Was kann besser zeigen, dass es sich hier einfach um ein zeitloses Werk
handelt?
Aber auch die Herren gesetzteren
Alters, die Väter Willi Danielak-Wildschwein an Stimmbändern und
Laminatgitarre, Milla Kapolke an Bass und ebenfalls den Stimmbändern
sowie Tatti Tattva hinter seiner Tastenburg zeigen, gemeinsam mit Toni
Moff Mollo an Gesang und Lightshow und Admiral Top Sahne-Möller an
Schlagzeug und Perkussion keinerlei Alterserscheinungen auf der Bühne.
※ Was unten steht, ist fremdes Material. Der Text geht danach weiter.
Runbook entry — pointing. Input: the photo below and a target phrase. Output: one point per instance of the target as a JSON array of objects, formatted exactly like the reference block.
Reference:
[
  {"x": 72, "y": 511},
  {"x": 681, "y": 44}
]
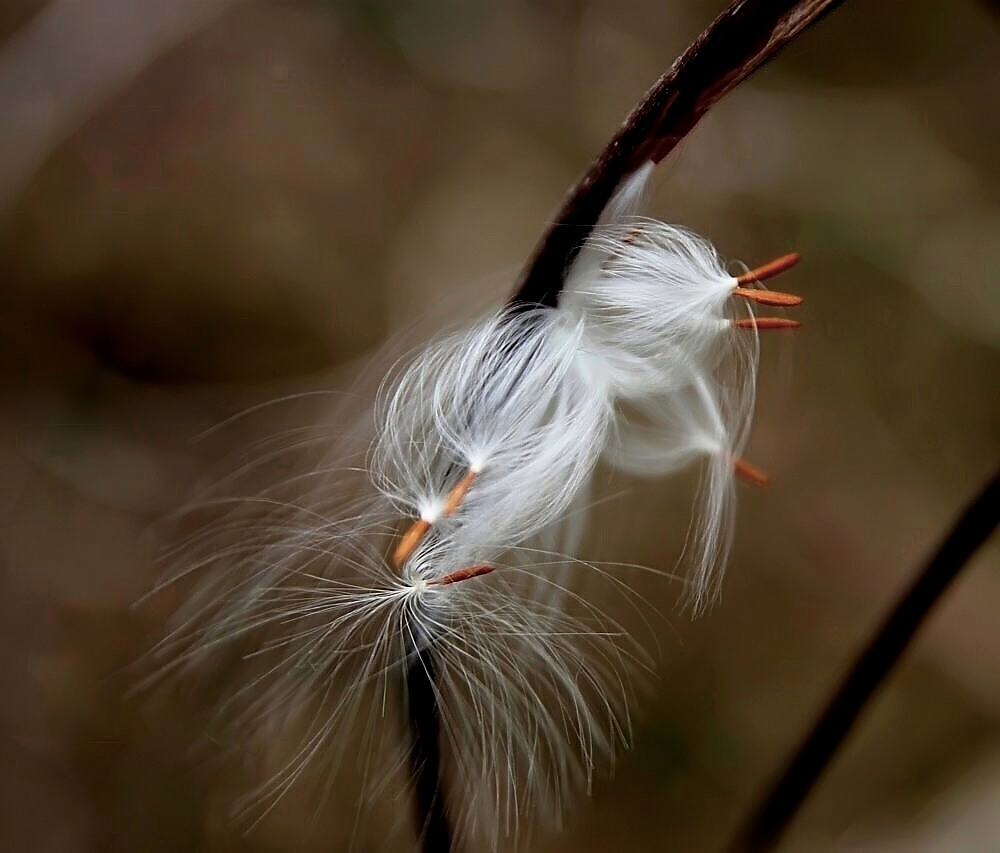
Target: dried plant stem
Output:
[
  {"x": 770, "y": 820},
  {"x": 741, "y": 40},
  {"x": 433, "y": 826}
]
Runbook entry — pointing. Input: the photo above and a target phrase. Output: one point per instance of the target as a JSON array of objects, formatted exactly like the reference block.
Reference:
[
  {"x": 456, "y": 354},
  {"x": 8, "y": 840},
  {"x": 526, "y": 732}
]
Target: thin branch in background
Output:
[
  {"x": 771, "y": 819},
  {"x": 741, "y": 40}
]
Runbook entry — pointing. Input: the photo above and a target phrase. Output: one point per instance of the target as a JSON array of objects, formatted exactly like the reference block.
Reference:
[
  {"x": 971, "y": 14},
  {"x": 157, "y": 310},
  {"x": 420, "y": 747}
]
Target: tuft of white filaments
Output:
[{"x": 452, "y": 527}]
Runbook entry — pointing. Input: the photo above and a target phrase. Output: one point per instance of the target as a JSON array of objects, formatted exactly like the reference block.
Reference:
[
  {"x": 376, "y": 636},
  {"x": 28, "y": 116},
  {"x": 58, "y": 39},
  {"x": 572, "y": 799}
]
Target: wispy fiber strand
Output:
[{"x": 769, "y": 822}]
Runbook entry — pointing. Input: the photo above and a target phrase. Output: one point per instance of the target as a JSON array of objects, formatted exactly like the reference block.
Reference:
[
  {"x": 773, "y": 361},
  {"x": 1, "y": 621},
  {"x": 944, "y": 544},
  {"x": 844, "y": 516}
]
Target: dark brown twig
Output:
[
  {"x": 433, "y": 825},
  {"x": 770, "y": 820},
  {"x": 742, "y": 39}
]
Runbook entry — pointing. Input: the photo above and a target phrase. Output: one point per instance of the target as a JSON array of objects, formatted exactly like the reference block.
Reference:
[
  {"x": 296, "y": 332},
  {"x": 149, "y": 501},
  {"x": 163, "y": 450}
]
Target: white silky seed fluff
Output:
[{"x": 639, "y": 365}]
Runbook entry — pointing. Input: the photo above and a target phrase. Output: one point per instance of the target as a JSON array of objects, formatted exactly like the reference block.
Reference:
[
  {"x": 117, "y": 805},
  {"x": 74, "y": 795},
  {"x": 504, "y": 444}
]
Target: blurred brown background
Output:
[{"x": 206, "y": 205}]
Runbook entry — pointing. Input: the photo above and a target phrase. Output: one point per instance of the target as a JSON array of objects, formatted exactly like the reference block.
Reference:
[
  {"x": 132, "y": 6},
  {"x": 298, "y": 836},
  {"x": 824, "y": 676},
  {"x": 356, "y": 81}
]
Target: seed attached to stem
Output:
[
  {"x": 461, "y": 575},
  {"x": 746, "y": 472},
  {"x": 418, "y": 530},
  {"x": 773, "y": 298}
]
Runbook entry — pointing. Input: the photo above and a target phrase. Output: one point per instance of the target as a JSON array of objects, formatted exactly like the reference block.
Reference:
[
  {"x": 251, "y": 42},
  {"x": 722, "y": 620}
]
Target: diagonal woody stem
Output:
[{"x": 741, "y": 40}]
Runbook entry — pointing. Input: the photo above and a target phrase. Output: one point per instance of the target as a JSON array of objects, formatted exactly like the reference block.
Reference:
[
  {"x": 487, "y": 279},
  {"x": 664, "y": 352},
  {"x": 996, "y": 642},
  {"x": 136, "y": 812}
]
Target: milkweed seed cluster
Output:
[{"x": 455, "y": 526}]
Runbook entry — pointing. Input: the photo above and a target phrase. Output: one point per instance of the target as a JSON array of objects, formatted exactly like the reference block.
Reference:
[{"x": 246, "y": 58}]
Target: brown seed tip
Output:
[
  {"x": 746, "y": 472},
  {"x": 770, "y": 270},
  {"x": 461, "y": 575},
  {"x": 408, "y": 543},
  {"x": 768, "y": 297},
  {"x": 765, "y": 323}
]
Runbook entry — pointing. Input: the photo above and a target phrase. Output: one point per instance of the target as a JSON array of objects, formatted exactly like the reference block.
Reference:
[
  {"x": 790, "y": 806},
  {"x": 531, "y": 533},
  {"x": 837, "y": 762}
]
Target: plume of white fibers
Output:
[
  {"x": 506, "y": 401},
  {"x": 298, "y": 619},
  {"x": 483, "y": 449}
]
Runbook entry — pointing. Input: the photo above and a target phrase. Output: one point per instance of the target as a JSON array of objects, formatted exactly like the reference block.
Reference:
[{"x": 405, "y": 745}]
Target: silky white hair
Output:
[{"x": 480, "y": 450}]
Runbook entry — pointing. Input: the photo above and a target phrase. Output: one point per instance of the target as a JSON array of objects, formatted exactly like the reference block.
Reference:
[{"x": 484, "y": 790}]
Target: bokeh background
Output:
[{"x": 208, "y": 205}]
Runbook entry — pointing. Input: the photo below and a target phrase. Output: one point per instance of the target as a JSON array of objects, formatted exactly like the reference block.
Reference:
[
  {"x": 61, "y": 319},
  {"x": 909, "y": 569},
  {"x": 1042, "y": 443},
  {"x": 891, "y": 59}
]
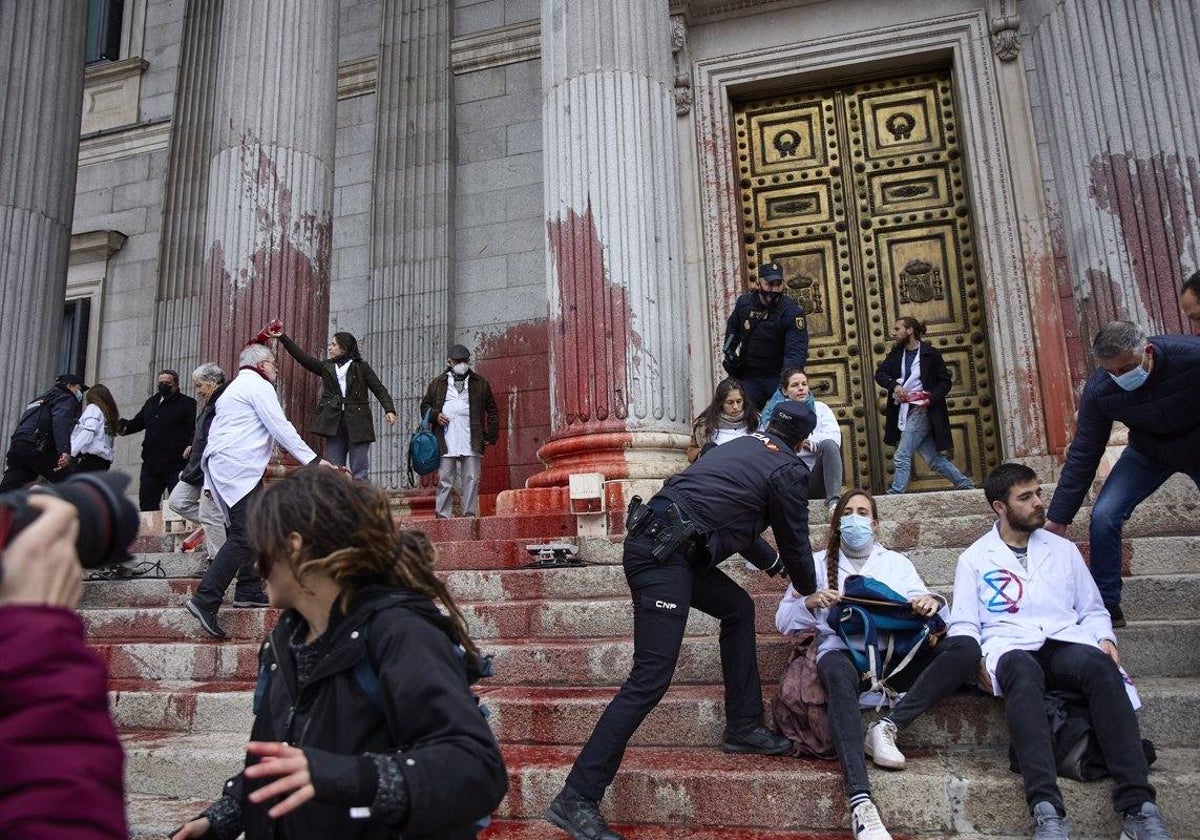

Willis Stimme klingt gar frischer als in seinen jungen Jahren. Sein
unglaublich wandlungsfähiges Sangesorgan passt sich jeder Stimmung wie
von selbst an und bringt so viel Emotion und Wärme in die Story hinein,
dass die Spannung während der ganzen Stunde, die das Rockmärchen in
Anspruch nimmt, nie nachlässt.
Durch die eigens für diese Showserie
neu komponierten Stücke ist die gesamte Dramaturgie von „Rockpommel’s
Land“ noch veredelt worden und die schon erwähnte Spannung steigt
ständig an, bis sie sich schließlich in einem der schönsten Finales der
Musikgeschichte entlädt - für viele Zuhörer der Zeitpunkt, von
hochgehaltenen Feuerzeugen zu Tränentrocknenden Papiertaschentüchern zu
wechseln.
Die Spiellaune der Band übertrug sich
im „Hyde Park“ unmittelbar auf das Publikum, das die Gruppe frenetisch
abfeierte und solch einen Applaus, wie ihn die Hagener Rockzauberer hier
bereits vor der Pause einheimsten, bekommen andere Stars nicht mal am
Ende ihrer Shows.
Nach dem Abtauchen in die Märchenwelt
von „Rockpommel’s Land“ ging es im Anschluss an die Pause erst mal zur
Sache und „Grobschnitt“ bewiesen mit dem mitreißenden Medley aus
„Illegal“, „Razzia“ und „Mary Green“, dass ihnen auch deutliche Worte
und knallharter Politrock nicht fremd sind - wobei die Songstrukturen
progressiv bleiben und sich so weniger zum Parolen-Gröhlen bei Demos
eignen. Dazu waren sie wohl auch nie gedacht, aber mit den Texten kann
man sich auch heute noch gut auseinandersetzen. Live im Konzert ist
allerdings erst mal Abrocken angesagt, denn die Musiker fegen mit so
viel Schwung durch diese Fetzer, dass kein Bein still bleiben kann.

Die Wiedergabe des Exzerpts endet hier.